Silencio en la Casa Blanca: Petro y Trump se reúnen a puerta cerrada en un encuentro cargado de tensión política

La primera reunión cara a cara entre Gustavo Petro y Donald Trump no solo marca un hito en la relación bilateral entre Colombia y Estados Unidos, sino que también rompe con varios de los rituales más arraigados del poder en Washington. El encuentro, que se desarrolla a puerta cerrada y sin acceso a la prensa, se aleja deliberadamente de las tradiciones del Despacho Oval, donde Trump solía permitir, incluso de manera improvisada, preguntas de periodistas a mandatarios extranjeros.

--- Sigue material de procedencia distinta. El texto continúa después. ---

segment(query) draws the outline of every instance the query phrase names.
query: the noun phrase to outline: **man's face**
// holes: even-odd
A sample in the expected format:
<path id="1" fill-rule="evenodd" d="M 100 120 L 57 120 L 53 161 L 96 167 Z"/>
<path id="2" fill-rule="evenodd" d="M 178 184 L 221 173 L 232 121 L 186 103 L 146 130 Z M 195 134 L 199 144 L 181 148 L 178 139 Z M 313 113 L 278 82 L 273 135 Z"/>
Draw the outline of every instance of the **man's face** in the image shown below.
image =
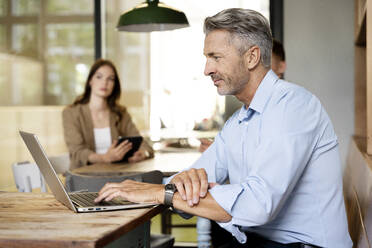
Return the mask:
<path id="1" fill-rule="evenodd" d="M 211 76 L 220 95 L 236 95 L 247 85 L 249 71 L 229 32 L 210 32 L 204 40 L 204 55 L 207 58 L 204 74 Z"/>

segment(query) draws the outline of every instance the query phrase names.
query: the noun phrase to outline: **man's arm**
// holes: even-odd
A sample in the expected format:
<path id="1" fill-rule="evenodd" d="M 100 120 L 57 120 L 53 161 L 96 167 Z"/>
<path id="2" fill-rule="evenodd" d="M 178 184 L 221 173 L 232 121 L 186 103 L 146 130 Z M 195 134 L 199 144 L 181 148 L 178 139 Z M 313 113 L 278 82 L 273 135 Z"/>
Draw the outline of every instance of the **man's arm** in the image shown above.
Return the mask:
<path id="1" fill-rule="evenodd" d="M 204 198 L 200 198 L 197 205 L 190 207 L 186 201 L 182 200 L 180 194 L 177 192 L 173 197 L 173 207 L 185 213 L 204 217 L 217 222 L 229 222 L 231 220 L 231 215 L 218 205 L 209 193 L 207 193 Z"/>
<path id="2" fill-rule="evenodd" d="M 96 202 L 110 201 L 115 197 L 121 197 L 128 201 L 138 203 L 164 204 L 164 185 L 136 182 L 125 180 L 121 183 L 107 183 L 99 192 Z M 218 222 L 228 222 L 231 216 L 207 193 L 199 203 L 190 206 L 182 200 L 177 192 L 173 197 L 174 208 L 185 213 L 205 217 Z"/>
<path id="3" fill-rule="evenodd" d="M 222 142 L 222 139 L 218 137 L 216 139 L 215 143 Z M 223 183 L 227 178 L 226 168 L 218 166 L 225 164 L 222 161 L 223 146 L 219 146 L 220 149 L 217 150 L 215 143 L 202 154 L 192 168 L 170 178 L 171 183 L 174 183 L 178 190 L 178 193 L 174 195 L 173 205 L 185 213 L 225 222 L 229 221 L 231 216 L 208 193 L 208 187 L 211 184 Z M 132 202 L 163 204 L 164 191 L 164 185 L 131 180 L 107 183 L 100 190 L 96 202 L 122 197 Z"/>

La señal de discreción fue evidente desde el primer minuto. A diferencia de lo ocurrido con otros líderes latinoamericanos como Nayib Bukele o Javier Milei, Trump no salió al pórtico del Ala Oeste para recibir al presidente colombiano. Petro ingresó por una ruta menos visible, a través del Edificio de Oficinas Ejecutivas, sin guardia de honor militar y bajo un protocolo sobrio, casi austero, que contrastó con la simbología habitual de las visitas de alto nivel.
El presidente colombiano llegó a la Casa Blanca alrededor de las 10:55 de la mañana, hora de Washington, escoltado por un vehículo oficial del Servicio Secreto con la bandera de Colombia. El detalle, aunque protocolario, refuerza la idea de una reunión cuidadosamente calculada para evitar gestos, imágenes o declaraciones que pudieran alimentar controversias públicas en un momento político especialmente sensible para ambos gobiernos.
El eje central de la conversación es el narcotráfico, un tema que ha tensado profundamente la relación bilateral. Desde Washington, la administración Trump sostiene que la producción de cocaína ha aumentado durante el gobierno de Petro, un argumento utilizado para justificar decisiones de alto impacto diplomático. El mandatario colombiano, por su parte, defiende su política de sustitución de cultivos y enfoque social, asegurando que los resultados no pueden medirse únicamente en hectáreas erradicadas, sino en transformaciones estructurales de los territorios.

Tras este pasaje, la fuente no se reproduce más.